Subscribe now to and start applying to auditions!

Off-Off-Broadway Review

Orange, Hat & Grace

  • Share:

  • Pin on Pinterest
Orange, Hat & Grace
Photo Source: Carol Rosegg
In a direct inversion of "Blasted," her last directorial outing at Soho Rep, Sarah Benson has chosen a play that moves from a ruined exterior landscape to an interior domestic space, concluding not with searing sociopolitical commentary but with the exposed scars of a woman's guilt-ravaged heart. That woman is Orange (Stephanie Roth Haberle), a loner in a lonelier cabin who lets a drifting scavenger named Hat into her home and her bed, only to find him digging up unpleasant secrets. These involve an abandoned daughter named Grace, who may or may not be dead but who nonetheless wanders the stage and is played adequately by Reyna de Courcy.
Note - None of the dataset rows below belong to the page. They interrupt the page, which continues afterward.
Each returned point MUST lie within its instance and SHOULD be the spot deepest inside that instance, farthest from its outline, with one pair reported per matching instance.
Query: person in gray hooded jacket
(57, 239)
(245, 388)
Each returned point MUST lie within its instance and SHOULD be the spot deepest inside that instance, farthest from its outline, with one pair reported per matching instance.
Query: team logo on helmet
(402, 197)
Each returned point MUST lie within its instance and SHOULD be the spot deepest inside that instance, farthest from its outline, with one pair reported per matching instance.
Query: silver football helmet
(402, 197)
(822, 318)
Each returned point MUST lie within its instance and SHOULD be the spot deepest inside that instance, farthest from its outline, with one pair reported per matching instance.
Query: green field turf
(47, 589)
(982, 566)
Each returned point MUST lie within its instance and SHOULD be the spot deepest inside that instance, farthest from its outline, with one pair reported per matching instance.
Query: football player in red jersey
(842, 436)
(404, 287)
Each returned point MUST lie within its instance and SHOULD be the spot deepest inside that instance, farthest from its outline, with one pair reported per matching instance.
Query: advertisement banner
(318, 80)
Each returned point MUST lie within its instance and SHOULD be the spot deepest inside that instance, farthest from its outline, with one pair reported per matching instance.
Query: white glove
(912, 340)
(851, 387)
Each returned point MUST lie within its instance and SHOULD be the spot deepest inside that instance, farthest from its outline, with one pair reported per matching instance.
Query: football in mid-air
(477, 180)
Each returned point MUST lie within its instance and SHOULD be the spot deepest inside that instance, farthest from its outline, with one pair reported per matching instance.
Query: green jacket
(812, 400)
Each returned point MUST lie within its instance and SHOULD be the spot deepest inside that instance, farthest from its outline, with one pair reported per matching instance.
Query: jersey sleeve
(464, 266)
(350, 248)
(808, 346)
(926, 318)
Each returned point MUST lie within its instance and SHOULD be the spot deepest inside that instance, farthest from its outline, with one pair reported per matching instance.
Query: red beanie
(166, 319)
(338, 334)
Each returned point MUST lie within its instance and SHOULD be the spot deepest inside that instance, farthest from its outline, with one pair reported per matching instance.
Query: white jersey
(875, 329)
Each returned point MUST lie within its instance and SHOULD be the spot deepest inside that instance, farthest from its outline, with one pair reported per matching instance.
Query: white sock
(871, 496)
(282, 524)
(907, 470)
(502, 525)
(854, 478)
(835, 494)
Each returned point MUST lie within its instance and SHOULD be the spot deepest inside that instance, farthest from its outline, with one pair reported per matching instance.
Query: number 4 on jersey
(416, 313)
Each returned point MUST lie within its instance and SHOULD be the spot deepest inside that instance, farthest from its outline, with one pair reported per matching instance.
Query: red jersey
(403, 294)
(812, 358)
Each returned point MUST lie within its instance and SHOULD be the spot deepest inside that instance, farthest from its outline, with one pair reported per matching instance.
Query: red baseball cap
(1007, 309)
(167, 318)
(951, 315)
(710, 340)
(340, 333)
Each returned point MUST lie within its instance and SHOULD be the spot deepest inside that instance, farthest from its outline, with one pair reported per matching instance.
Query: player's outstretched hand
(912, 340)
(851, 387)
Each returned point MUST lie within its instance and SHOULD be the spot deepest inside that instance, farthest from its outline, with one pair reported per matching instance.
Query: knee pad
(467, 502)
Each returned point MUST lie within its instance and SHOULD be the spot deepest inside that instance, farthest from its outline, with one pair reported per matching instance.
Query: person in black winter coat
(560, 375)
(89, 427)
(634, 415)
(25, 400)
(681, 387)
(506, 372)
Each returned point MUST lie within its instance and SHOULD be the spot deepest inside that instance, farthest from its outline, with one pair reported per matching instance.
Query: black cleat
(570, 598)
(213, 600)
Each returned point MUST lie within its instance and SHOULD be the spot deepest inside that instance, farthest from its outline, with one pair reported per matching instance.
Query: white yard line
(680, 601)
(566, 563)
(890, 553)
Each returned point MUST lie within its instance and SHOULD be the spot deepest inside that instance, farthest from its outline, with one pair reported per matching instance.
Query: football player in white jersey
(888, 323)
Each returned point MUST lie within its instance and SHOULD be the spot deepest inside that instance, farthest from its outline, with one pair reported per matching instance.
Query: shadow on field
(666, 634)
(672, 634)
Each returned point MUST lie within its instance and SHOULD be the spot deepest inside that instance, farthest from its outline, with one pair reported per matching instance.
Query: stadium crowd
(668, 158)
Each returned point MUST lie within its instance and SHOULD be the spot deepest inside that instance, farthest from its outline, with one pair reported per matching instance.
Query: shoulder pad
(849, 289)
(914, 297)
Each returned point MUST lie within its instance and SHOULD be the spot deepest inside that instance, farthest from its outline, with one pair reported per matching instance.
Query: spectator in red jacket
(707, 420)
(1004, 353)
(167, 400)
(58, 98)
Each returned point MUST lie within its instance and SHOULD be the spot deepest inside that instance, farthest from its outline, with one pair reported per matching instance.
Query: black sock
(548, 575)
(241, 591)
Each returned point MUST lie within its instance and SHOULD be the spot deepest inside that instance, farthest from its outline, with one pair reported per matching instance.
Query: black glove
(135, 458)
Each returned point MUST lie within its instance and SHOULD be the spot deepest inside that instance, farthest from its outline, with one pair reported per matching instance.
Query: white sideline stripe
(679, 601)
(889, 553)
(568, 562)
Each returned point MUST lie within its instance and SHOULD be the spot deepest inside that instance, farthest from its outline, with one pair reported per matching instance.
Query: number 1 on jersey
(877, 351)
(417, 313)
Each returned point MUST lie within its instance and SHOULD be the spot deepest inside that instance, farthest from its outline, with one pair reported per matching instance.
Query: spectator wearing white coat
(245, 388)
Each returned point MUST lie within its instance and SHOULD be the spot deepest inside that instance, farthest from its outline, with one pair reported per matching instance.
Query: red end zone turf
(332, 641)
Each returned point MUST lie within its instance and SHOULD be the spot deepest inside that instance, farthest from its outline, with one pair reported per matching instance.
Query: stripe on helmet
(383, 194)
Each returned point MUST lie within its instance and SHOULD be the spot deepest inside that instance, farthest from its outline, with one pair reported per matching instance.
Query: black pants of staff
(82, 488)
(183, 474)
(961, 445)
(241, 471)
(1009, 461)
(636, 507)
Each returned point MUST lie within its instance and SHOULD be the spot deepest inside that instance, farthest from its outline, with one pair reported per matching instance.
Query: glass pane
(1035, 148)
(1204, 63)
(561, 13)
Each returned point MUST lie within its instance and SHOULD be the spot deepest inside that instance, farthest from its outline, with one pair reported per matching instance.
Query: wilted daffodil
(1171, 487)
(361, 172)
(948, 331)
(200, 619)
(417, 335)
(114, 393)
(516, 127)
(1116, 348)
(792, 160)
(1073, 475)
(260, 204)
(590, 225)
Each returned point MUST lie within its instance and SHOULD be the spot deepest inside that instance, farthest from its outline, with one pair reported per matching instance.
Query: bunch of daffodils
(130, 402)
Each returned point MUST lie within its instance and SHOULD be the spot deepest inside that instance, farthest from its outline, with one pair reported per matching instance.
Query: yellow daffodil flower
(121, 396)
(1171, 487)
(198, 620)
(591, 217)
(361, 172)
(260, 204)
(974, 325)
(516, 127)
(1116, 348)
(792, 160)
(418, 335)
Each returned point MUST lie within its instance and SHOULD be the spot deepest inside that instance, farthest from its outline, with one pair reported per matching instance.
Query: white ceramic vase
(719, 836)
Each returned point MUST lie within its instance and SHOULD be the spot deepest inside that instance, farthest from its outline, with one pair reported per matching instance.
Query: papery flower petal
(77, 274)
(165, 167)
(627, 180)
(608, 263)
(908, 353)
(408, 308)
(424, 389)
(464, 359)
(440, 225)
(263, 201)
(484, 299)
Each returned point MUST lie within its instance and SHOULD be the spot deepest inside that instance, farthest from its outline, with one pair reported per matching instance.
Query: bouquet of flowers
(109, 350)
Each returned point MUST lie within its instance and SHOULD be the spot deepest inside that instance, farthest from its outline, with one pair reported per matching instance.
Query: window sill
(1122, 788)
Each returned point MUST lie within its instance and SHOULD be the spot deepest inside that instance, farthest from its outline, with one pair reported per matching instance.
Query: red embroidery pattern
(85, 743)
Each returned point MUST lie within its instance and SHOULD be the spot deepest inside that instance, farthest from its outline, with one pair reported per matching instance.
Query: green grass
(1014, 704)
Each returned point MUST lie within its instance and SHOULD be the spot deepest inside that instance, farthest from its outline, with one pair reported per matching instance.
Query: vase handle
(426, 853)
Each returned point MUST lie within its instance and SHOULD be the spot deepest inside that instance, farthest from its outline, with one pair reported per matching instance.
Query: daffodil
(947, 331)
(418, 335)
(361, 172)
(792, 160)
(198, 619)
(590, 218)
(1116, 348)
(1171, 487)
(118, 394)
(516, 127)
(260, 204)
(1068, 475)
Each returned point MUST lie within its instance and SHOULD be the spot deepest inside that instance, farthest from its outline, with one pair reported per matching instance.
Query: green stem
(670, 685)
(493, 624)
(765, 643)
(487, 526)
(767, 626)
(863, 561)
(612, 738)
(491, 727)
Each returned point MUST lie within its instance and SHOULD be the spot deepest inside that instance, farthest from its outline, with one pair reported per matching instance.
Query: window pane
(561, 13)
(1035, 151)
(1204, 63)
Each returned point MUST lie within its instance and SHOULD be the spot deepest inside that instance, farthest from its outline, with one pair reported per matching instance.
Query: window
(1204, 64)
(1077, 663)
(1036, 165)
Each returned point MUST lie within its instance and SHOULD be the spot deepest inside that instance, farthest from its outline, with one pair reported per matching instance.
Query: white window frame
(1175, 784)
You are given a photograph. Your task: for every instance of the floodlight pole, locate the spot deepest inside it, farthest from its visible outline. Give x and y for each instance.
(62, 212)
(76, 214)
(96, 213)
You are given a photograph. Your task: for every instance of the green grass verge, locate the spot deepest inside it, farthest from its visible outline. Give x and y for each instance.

  For the most part, all the components of "Orange, Hat & Grace" are in sync. Set designer Rachel 'Hauck's rustic set, with the eeriness of a backwoods horror film, matches playwright Gregory S. Moss' reduced, effortful language and Benson's meticulously paced direction. The rather spectacular reveal of Orange's cabin a few scenes into the play grants a gravitas to the domestic scenes that follow. If there is a flaw, it is that Haberle's sandstone coldness makes Orange's insistence that she is refined ("Watch your language; I am a lady") and hides a "big heart" hard to believe. When called upon to be chilling, though, there are no sharper weapons than Haberle's sotto voce and piercingly sharp gaze.
 
  Her tender chemistry with Matthew Maher, who plays Hat as a wild animal with a heart of plush, carries most of the show. And this is part of the problem. The ghostly child who walks in the woods and the guilt gnawing at Orange's heart never hold much interest beyond their general creepiness. Moss, taking his cues from Sam Shepard's "Buried Child" and Maria Irene Fornes' "Mud," wants to unearth the primal energies underlying everyday human relations. But when he reduces his characters to allegories of Innocence and Shame, he loses sight of our own sympathies and our need to feel that the onstage world has something to do with us.
 
Presented by and at Soho Rep, 46 Walker St., NYC. Sept. 22–Oct. 10. Tue.–Sun., 7:30 p.m. (212) 352-3101, (866) 811-4111, www.theatermania.com, or www.sohorep.org.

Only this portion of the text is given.